Your doctor will prescribe your exact dose and tell you how often it should be given. This medicine is given through a needle placed in one of your veins.
You will receive this medicine while you are in a hospital or cancer treatment center. A nurse or other trained health professional will give you this medicine.
This medicine must be given slowly, so the needle will remain in place for up to 15 minutes.
If this medicine gets on your skin, rinse the area well with warm water and tell your caregiver. If the medicine gets in your eyes, rinse your eyes with large amounts of water, and tell your caregiver.
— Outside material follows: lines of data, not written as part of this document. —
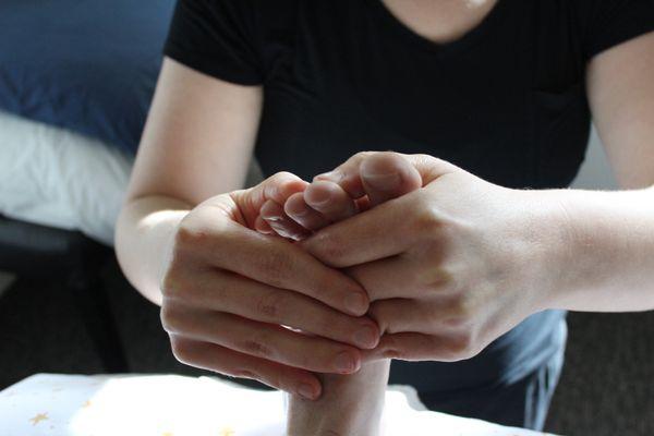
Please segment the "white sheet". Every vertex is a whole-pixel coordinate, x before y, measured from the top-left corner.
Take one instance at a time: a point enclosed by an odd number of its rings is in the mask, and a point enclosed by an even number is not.
[[[0,213],[113,245],[133,158],[66,130],[0,112]]]
[[[387,436],[536,435],[424,411],[408,386],[387,390],[384,428]],[[279,391],[208,377],[38,374],[0,392],[0,434],[282,436],[284,404]]]

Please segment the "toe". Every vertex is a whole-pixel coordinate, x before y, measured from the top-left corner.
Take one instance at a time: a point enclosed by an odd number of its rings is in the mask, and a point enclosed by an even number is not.
[[[323,214],[306,204],[303,193],[293,194],[283,205],[286,214],[308,230],[319,230],[330,223]]]
[[[331,222],[350,218],[358,211],[350,194],[334,182],[313,182],[304,191],[304,201]]]
[[[397,153],[378,153],[361,162],[361,181],[371,206],[397,198],[422,186],[415,167]]]
[[[267,201],[264,203],[261,216],[280,237],[299,241],[310,234],[308,230],[292,220],[283,211],[283,207],[276,202]]]

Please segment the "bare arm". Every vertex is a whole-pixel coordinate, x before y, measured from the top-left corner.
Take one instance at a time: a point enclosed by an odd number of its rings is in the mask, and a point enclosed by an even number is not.
[[[262,99],[261,87],[165,60],[116,229],[121,268],[154,303],[161,304],[159,269],[181,219],[203,201],[242,187]]]
[[[378,330],[361,316],[368,301],[354,280],[252,230],[258,208],[278,191],[270,186],[299,181],[278,173],[239,190],[261,110],[261,87],[167,59],[116,250],[128,279],[161,305],[179,361],[316,398],[320,384],[313,373],[358,371],[355,334]]]
[[[557,306],[654,308],[654,33],[614,47],[588,70],[590,104],[625,190],[560,194],[574,245]]]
This medicine comes with patient instructions. Read and follow these instructions carefully. Ask your doctor or pharmacist if you have any questions.
If a dose is missed:
This medicine needs to be given on a fixed schedule. If you miss a dose, call your doctor, home health caregiver, or treatment clinic for instructions.
Using this medicine while you are pregnant can harm your unborn baby. Use an effective form of birth control to keep from getting pregnant. If you think you have become pregnant while using the medicine, tell your doctor right away. Your doctor may require you to have a pregnancy test before you receive each dose of this medicine, to make sure you are not pregnant.
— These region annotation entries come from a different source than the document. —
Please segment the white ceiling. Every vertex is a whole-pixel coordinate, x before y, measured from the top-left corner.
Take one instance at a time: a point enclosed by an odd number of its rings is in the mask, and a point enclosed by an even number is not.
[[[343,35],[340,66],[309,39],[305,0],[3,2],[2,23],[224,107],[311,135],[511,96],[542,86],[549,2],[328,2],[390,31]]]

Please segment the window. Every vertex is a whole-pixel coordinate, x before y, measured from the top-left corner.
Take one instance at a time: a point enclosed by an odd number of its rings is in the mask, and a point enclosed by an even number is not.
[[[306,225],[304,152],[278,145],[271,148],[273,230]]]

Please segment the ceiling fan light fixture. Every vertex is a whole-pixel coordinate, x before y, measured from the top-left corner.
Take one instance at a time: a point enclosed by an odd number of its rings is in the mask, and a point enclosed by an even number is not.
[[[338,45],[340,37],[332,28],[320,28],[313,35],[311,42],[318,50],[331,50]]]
Make sure your doctor knows if you have liver disease, anemia, blood clotting problems, bone marrow problems, low white blood cell counts, bleeding problems, or any kind of infection. Also, tell your doctor if you have had cancer treatment or radiation in the past.
Make sure your doctor knows if you have heart disease, congestive heart failure, or any type of swelling (such as in your ankles, feet, or hands). Your doctor may need to check your heart function before you start using this medicine.
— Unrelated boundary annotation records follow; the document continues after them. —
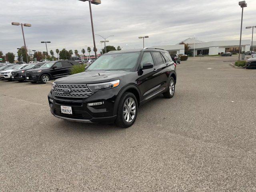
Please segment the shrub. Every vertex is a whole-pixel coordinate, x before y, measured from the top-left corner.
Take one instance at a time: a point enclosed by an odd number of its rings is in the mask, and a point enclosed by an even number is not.
[[[245,61],[237,61],[235,63],[235,65],[238,67],[244,67],[246,63]]]
[[[81,73],[84,72],[84,68],[86,66],[85,64],[81,64],[78,65],[74,65],[71,68],[71,74]]]
[[[181,61],[186,61],[188,60],[188,56],[186,55],[182,55],[180,56]]]

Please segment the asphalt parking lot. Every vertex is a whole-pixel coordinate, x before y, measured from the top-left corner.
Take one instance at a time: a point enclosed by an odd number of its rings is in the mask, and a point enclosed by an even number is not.
[[[0,81],[0,191],[256,191],[256,70],[235,57],[182,62],[174,97],[124,129],[55,118],[50,85]]]

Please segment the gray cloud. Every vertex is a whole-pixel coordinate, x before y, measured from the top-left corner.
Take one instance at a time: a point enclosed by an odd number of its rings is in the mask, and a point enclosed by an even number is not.
[[[244,28],[253,23],[256,2],[246,1]],[[77,0],[2,0],[0,50],[16,52],[23,45],[20,26],[12,22],[31,23],[24,28],[28,48],[45,50],[41,41],[50,41],[48,50],[79,50],[93,47],[88,2]],[[146,45],[174,44],[195,35],[204,41],[238,39],[241,9],[234,0],[102,0],[92,5],[96,34],[110,38],[109,44],[124,49],[141,47],[138,37],[148,35]],[[3,8],[4,8],[4,9]],[[243,29],[243,38],[251,31]],[[98,50],[100,38],[95,37]]]

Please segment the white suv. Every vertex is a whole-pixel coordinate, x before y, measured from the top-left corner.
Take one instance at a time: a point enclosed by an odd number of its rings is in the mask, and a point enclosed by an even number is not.
[[[22,69],[28,65],[29,64],[21,64],[20,65],[14,65],[12,67],[10,67],[9,69],[5,71],[2,71],[0,73],[0,78],[2,80],[8,80],[9,81],[12,80],[11,75],[11,72],[17,69]]]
If you have pain, burning, redness, or swelling of your skin area where the IV needle is placed, tell your doctor right away.
This medicine may change the color of your urine to bluish-green. The whites of your eyes may also appear slightly bluish-green. This is normal, especially within the first 24 hours after you receive the medicine.
This medicine lowers the number of some types of blood cells in your body. Because of this, you may bleed or get infections more easily. To help with these problems, avoid being near people who are sick or have infections. Wash your hands often. Stay away from rough sports or other situations where you could be bruised, cut, or injured. Brush and floss your teeth gently. Be careful when using sharp objects, including razors and fingernail clippers.
Your doctor will need to check your blood at regular visits while you are using this medicine. Be sure to keep all appointments. Your doctor may also want to check your heart while you are using this medicine.
Cancer medicines can cause nausea and/or vomiting in most people, sometimes even after receiving medicines to prevent it. Ask your doctor or nurse about other ways to control these side effects.